Während die Welt kaum mitbekommt, was China gerade macht, steht der große Realitätsschock in der Medizin uns als Patienten noch bevor, sagt Lobo: Der kommt spätestens dann, wenn unser „digitaler Zwillingskörper“ geboren ist, ein virtuelles Abbild mit Daten, die unseren Körper beschreiben. Die dafür nötige Konnektivität – Gentests, Stimmanalysen als Diagnoseinstrument und weitere Teilkonzepte liegen schon vor – sei nur eine Frage der Zeit, weil das Gesamtgefüge zu wertvoll sei, um davon abzulassen.
Mit Social Media und Shitstorms kennt Lobo sich aus, die Analyse betreibt er seit vielen Jahren, und er ist permanent selbst Gegenstand von Shitböen, praktisch erwartungsgemäß nach einem neuen Text. Durchs Netz geisternde Verschwörungstheorien, über die er sich umfassend äußert, helfen zumindest gegen eines: von der Realität schockiert zu werden. Weil sie alles – ihr Fürsprechendes, Neutrales und Widersprechendes – in sich aufzusaugen wissen. Da bleibt man immun und die Welt am Ende eine Scheibe. Fast ist man etwas neidisch, nicht selbst in einer derart gemütlichen Dimensionalität zu leben.
Und dann ist da noch das Kapitel „Emotional Economy“, brand-einsiger könnte der Begriff kaum sein. Klar: Wer über die ganze Gesellschaft schreiben will, muss auch die Wirtschaft einbeziehen. Ein wenig weist dieses Kapitel, in dem grob verkürzt beschrieben wird, dass junge Menschen wie Kylie Jenner und Marie Kondo besser wissen, wie man Dinge/Erlebnisse verkauft, schon auf den Schluss des Buches hin: Die Alten können und müssen von den Jungen lernen, wie die Welt anno 2019 läuft oder es eben nicht so richtig rund tut. Junge Menschen – die Millennials und die Generation Z – können besser, sprich reflektierter und unsüchtiger mit Social Media umgehen, zeigen Studien. Und generell mit der Informationsflut, die uns mit Weltgeschehen wichtiger und unwichtiger Art überdosiert. Vor allem aber mit dem Wichtigsten: dem Klimawandel, weil ihre Bereitschaft, ihr Leben zu ändern, qua später Geburt und dem Leben im 21. Jahrhundert, nicht mehr dem 20., am größten ist.

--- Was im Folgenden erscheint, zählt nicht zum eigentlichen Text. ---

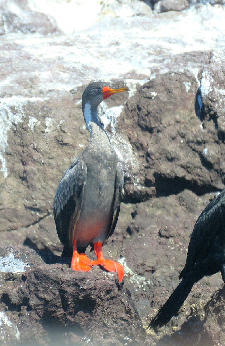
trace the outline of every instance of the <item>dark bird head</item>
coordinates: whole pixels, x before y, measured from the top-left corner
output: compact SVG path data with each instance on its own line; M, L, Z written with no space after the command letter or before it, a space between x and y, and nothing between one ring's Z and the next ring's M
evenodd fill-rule
M129 90L127 86L111 89L109 83L101 81L94 82L86 87L82 95L82 110L90 131L91 121L100 125L97 116L97 108L100 102L113 94Z

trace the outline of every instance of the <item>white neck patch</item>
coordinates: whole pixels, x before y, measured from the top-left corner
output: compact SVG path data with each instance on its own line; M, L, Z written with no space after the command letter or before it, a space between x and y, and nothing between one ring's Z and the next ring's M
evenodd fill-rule
M90 127L90 122L91 120L91 103L90 102L87 102L85 104L84 106L84 120L86 123L87 128L89 130L89 132L91 132L91 127Z

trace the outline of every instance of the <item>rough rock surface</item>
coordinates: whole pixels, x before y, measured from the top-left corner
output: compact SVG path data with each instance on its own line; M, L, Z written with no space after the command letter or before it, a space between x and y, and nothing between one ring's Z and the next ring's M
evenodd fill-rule
M137 310L115 274L76 273L57 256L25 247L0 251L3 344L144 344Z
M195 222L225 187L224 7L157 13L138 0L75 2L1 4L0 335L9 345L144 343L138 312L147 327L176 288ZM121 289L116 275L95 268L88 281L60 261L52 215L57 184L88 143L80 100L98 79L130 89L99 108L125 174L103 248L124 264ZM19 259L30 266L10 273ZM222 282L204 278L177 317L147 331L146 346L223 345Z

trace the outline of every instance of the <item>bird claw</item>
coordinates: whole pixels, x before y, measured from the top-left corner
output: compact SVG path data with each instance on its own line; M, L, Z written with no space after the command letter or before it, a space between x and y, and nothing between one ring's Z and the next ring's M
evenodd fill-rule
M92 266L91 260L84 254L74 253L71 262L71 269L78 271L90 272Z
M92 265L101 265L106 270L111 273L117 273L120 283L124 277L125 272L123 266L118 262L111 260L101 259L92 261L91 263Z

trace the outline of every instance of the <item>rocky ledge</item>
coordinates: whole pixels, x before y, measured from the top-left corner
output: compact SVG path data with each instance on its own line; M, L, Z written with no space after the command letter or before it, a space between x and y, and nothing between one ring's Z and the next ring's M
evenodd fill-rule
M144 345L127 289L98 267L75 272L60 257L0 248L0 343Z

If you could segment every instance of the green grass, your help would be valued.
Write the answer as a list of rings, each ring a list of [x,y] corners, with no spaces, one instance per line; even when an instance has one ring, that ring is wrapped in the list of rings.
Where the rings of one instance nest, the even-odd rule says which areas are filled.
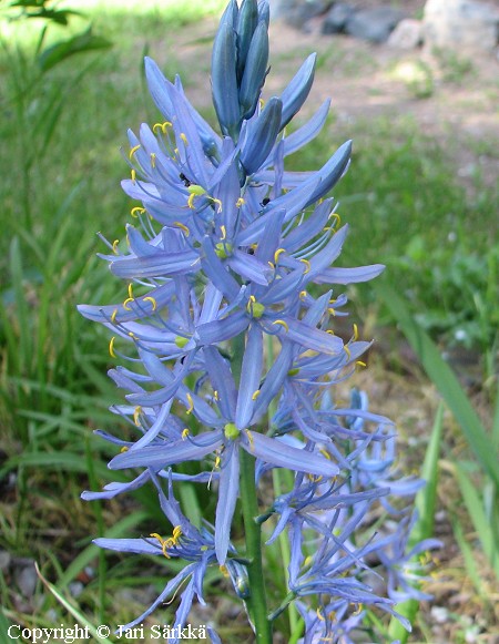
[[[145,490],[134,494],[131,510],[79,499],[82,489],[115,479],[105,467],[109,448],[93,438],[92,429],[120,433],[122,428],[106,411],[120,399],[105,376],[112,366],[108,334],[81,318],[75,305],[122,298],[123,285],[95,258],[104,249],[95,233],[112,241],[130,221],[130,204],[119,186],[126,175],[119,149],[126,146],[126,127],[155,120],[144,91],[142,54],[153,53],[171,76],[181,70],[187,89],[202,83],[207,90],[207,73],[186,68],[175,44],[179,39],[189,43],[190,61],[208,60],[205,32],[197,28],[202,14],[221,2],[116,1],[99,11],[96,2],[69,4],[93,17],[94,31],[113,48],[80,54],[43,75],[30,62],[29,33],[23,35],[28,50],[22,50],[28,53],[20,57],[10,43],[0,53],[0,162],[8,180],[0,186],[0,447],[8,457],[0,463],[0,480],[17,476],[1,518],[1,545],[42,562],[42,575],[59,593],[85,565],[99,566],[101,581],[92,580],[78,602],[84,619],[100,623],[116,610],[103,602],[104,581],[109,592],[140,583],[161,590],[165,571],[156,565],[152,579],[141,580],[142,564],[134,558],[111,559],[105,571],[103,556],[90,544],[91,535],[109,530],[115,535],[155,530],[161,519]],[[356,73],[361,64],[356,62]],[[353,134],[353,166],[336,190],[342,218],[352,227],[344,264],[386,263],[389,282],[435,339],[451,346],[456,331],[465,330],[470,346],[486,355],[492,391],[499,270],[493,186],[477,174],[471,192],[465,191],[456,177],[454,143],[442,147],[405,119],[359,123],[355,132],[340,131],[332,119],[314,147],[291,157],[288,167],[316,168]],[[356,292],[366,308],[374,306],[371,289]],[[380,320],[394,325],[396,317],[385,309]],[[470,474],[459,470],[458,476],[471,503]],[[189,492],[184,503],[192,504]],[[473,521],[477,528],[482,524],[483,513]],[[71,530],[64,528],[68,522]],[[59,530],[57,538],[48,532],[49,523]],[[488,535],[488,553],[490,542]],[[6,583],[0,587],[7,620],[32,624]],[[49,610],[65,615],[61,600],[42,582],[37,601],[43,615],[37,625],[49,623]],[[71,600],[64,595],[63,601]],[[120,605],[112,620],[129,621],[140,611],[136,603]],[[72,609],[78,615],[83,611]],[[0,628],[2,622],[0,614]]]

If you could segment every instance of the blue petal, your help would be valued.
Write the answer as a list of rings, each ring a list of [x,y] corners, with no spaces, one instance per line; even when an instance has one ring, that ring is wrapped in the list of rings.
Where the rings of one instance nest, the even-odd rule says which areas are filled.
[[[234,3],[233,3],[234,4]],[[222,132],[237,141],[241,124],[233,16],[225,10],[213,42],[212,93]]]
[[[241,369],[240,391],[235,423],[245,429],[252,419],[255,400],[253,395],[258,389],[263,367],[263,337],[259,325],[252,325],[247,331],[246,349]]]
[[[282,111],[281,100],[274,96],[258,116],[247,121],[241,151],[241,163],[247,174],[256,172],[274,147],[279,132]]]
[[[268,32],[265,22],[261,21],[253,33],[241,81],[240,106],[243,119],[249,119],[256,110],[259,93],[265,82],[267,64]]]
[[[369,282],[385,270],[383,264],[357,266],[355,268],[325,268],[314,276],[315,284],[357,284]]]
[[[242,435],[242,446],[254,457],[278,468],[306,472],[317,477],[336,477],[339,468],[323,456],[306,449],[296,449],[283,441],[268,438],[256,431]]]
[[[133,452],[128,451],[115,456],[109,463],[111,470],[125,468],[152,468],[162,470],[182,461],[195,461],[223,444],[224,436],[221,430],[208,431],[196,436],[193,440],[185,438],[175,442],[147,446]]]
[[[283,101],[281,130],[289,123],[308,96],[314,82],[316,58],[316,53],[310,53],[281,95]]]

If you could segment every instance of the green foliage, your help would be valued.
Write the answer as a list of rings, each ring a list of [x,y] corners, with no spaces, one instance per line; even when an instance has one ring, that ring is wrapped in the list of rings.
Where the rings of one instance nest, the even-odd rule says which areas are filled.
[[[82,2],[71,4],[86,10]],[[139,52],[145,47],[174,51],[176,28],[198,20],[222,2],[166,2],[162,16],[144,10],[140,19],[133,12],[125,13],[121,4],[108,3],[105,14],[93,17],[94,29],[102,34],[98,37],[86,23],[74,31],[72,23],[80,24],[80,12],[59,8],[55,2],[8,3],[11,17],[16,11],[21,17],[17,22],[29,19],[37,32],[31,48],[6,41],[0,53],[0,161],[9,178],[0,186],[0,425],[2,448],[9,452],[0,466],[0,479],[17,472],[20,508],[12,521],[2,519],[1,528],[3,545],[30,556],[47,552],[45,544],[33,538],[34,528],[27,518],[26,507],[33,494],[40,493],[50,505],[67,491],[71,508],[81,514],[78,498],[82,488],[99,489],[111,476],[112,480],[120,480],[104,466],[103,451],[108,448],[101,444],[103,441],[94,443],[89,438],[95,427],[116,425],[106,411],[116,398],[114,386],[105,377],[105,369],[111,366],[106,354],[109,337],[98,325],[80,318],[75,304],[121,298],[120,285],[103,273],[98,260],[88,258],[92,252],[102,251],[94,233],[102,231],[113,239],[128,208],[126,200],[116,190],[125,174],[118,152],[124,129],[147,119],[147,110],[150,119],[154,119],[141,85]],[[55,30],[53,38],[49,29],[39,28],[40,19]],[[138,48],[134,39],[142,27],[147,35]],[[116,40],[113,49],[108,47],[110,39]],[[95,48],[99,58],[92,55]],[[206,57],[197,55],[202,58]],[[165,64],[170,75],[175,71],[174,62],[169,55]],[[355,64],[357,73],[364,62],[358,60]],[[192,73],[185,86],[195,85]],[[468,72],[459,72],[464,73]],[[343,139],[337,126],[328,124],[310,152],[309,166],[316,167],[319,157],[325,161],[332,146]],[[338,212],[352,223],[348,248],[353,251],[345,264],[360,263],[359,259],[366,264],[385,262],[390,282],[408,297],[419,325],[447,345],[461,343],[487,352],[488,370],[493,374],[495,334],[499,326],[499,251],[490,242],[497,225],[493,188],[482,185],[478,177],[473,194],[479,198],[467,195],[456,181],[449,162],[452,150],[445,151],[407,121],[394,124],[371,120],[359,124],[355,133],[355,173],[348,173],[336,191],[342,202]],[[292,170],[294,159],[289,161]],[[307,159],[302,156],[296,163],[302,167],[304,161],[306,164]],[[408,321],[396,299],[385,299],[387,304],[391,301],[391,314],[385,321],[393,325],[396,320],[413,338],[424,366],[476,453],[478,466],[457,463],[457,480],[473,527],[485,540],[483,550],[491,565],[497,565],[497,550],[490,544],[493,542],[497,548],[493,454],[498,440],[490,441],[462,388],[456,386],[449,368],[437,358],[434,345],[424,331],[416,330],[419,325]],[[436,436],[437,429],[431,441],[434,469],[425,492],[430,495],[435,495],[437,482]],[[487,493],[477,499],[470,485]],[[179,492],[183,507],[192,509],[191,515],[198,524],[203,503],[192,488],[180,488]],[[157,515],[146,493],[139,490],[136,497],[145,510],[129,518],[140,534],[141,523],[145,532],[156,524]],[[425,499],[421,535],[429,533],[432,518],[431,499]],[[133,527],[123,520],[108,528],[114,523],[119,507],[109,515],[99,514],[98,504],[91,505],[86,512],[95,513],[91,521],[93,527],[99,525],[100,533],[116,536]],[[489,522],[488,530],[482,529],[485,521]],[[72,544],[80,554],[65,570],[58,561],[57,550],[50,561],[43,554],[47,576],[50,572],[52,587],[59,589],[64,602],[68,584],[96,556],[81,523],[72,539],[81,540],[78,545]],[[458,522],[456,539],[466,554],[467,542]],[[125,575],[136,584],[147,583],[147,579],[138,577],[133,561],[126,565],[114,566],[113,562],[111,570],[101,569],[101,581],[92,582],[85,591],[81,605],[90,606],[93,623],[99,623],[101,611],[106,610],[102,602],[104,583],[119,589],[124,585]],[[275,577],[281,580],[282,571],[276,570]],[[479,584],[479,572],[473,579]],[[1,590],[7,592],[4,584]],[[18,619],[7,599],[1,603],[4,614],[0,613],[0,632],[8,620]],[[55,600],[51,604],[44,597],[40,613],[54,605]],[[124,623],[130,615],[123,607],[120,611]]]
[[[477,459],[477,463],[462,460],[456,461],[454,459],[454,471],[464,504],[476,530],[482,551],[489,561],[490,569],[499,580],[499,469],[497,467],[499,397],[496,401],[493,426],[488,431],[476,415],[457,377],[441,358],[435,344],[410,316],[401,298],[398,297],[391,287],[383,283],[376,285],[375,290],[398,319],[401,331],[409,340],[421,366],[459,423],[462,435]],[[434,432],[436,431],[434,430]],[[430,487],[427,493],[435,493],[436,477],[437,470],[434,467],[432,476],[428,479]],[[424,512],[428,512],[426,515],[422,514],[420,520],[420,533],[425,534],[431,528],[429,512],[431,508],[435,508],[435,503],[430,504],[429,508],[421,504],[420,508]],[[483,595],[480,572],[473,561],[471,549],[465,539],[464,529],[458,519],[454,520],[454,531],[462,552],[468,574],[480,595]]]

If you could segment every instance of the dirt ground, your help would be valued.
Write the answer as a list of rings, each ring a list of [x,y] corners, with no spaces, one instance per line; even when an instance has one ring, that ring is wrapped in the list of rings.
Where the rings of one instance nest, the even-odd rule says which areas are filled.
[[[379,6],[378,0],[357,0],[358,7]],[[399,2],[411,17],[422,14],[424,0]],[[493,3],[492,3],[493,4]],[[200,83],[187,94],[200,108],[207,106],[206,42],[216,19],[190,30],[181,42],[183,62],[192,60]],[[264,94],[279,94],[308,53],[316,51],[315,82],[304,112],[312,113],[332,99],[332,112],[343,130],[358,121],[377,117],[411,119],[422,132],[456,149],[457,172],[466,183],[477,165],[485,181],[499,177],[499,48],[492,53],[399,50],[345,35],[320,33],[320,19],[298,31],[282,20],[271,21],[271,67]],[[200,55],[201,54],[201,55]],[[161,54],[160,54],[161,57]],[[201,64],[200,64],[201,62]],[[452,149],[452,153],[454,153]]]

Es ließe sich über jedes Thema locker ein eigenes Buch schreiben, das passiert natürlich auch schon. Der thematische Rundumschlag dieses Buchs aber adressiert ein breiteres Publikum, und das scheint zu funktionieren, sagt die Sachbuch-Bestseller-Liste. Was am Ende zu kritisieren bleibt: Manchmal hätte noch deutlicher herausgearbeitet, resümiert werden können: Das ist der Realitätsschock bei diesem Thema, das ist das Problem. Und vielleicht auch: Das könnte eine Lösung sein, oder zumindest – mit diesem Instrumentarium können wir die Sache angehen.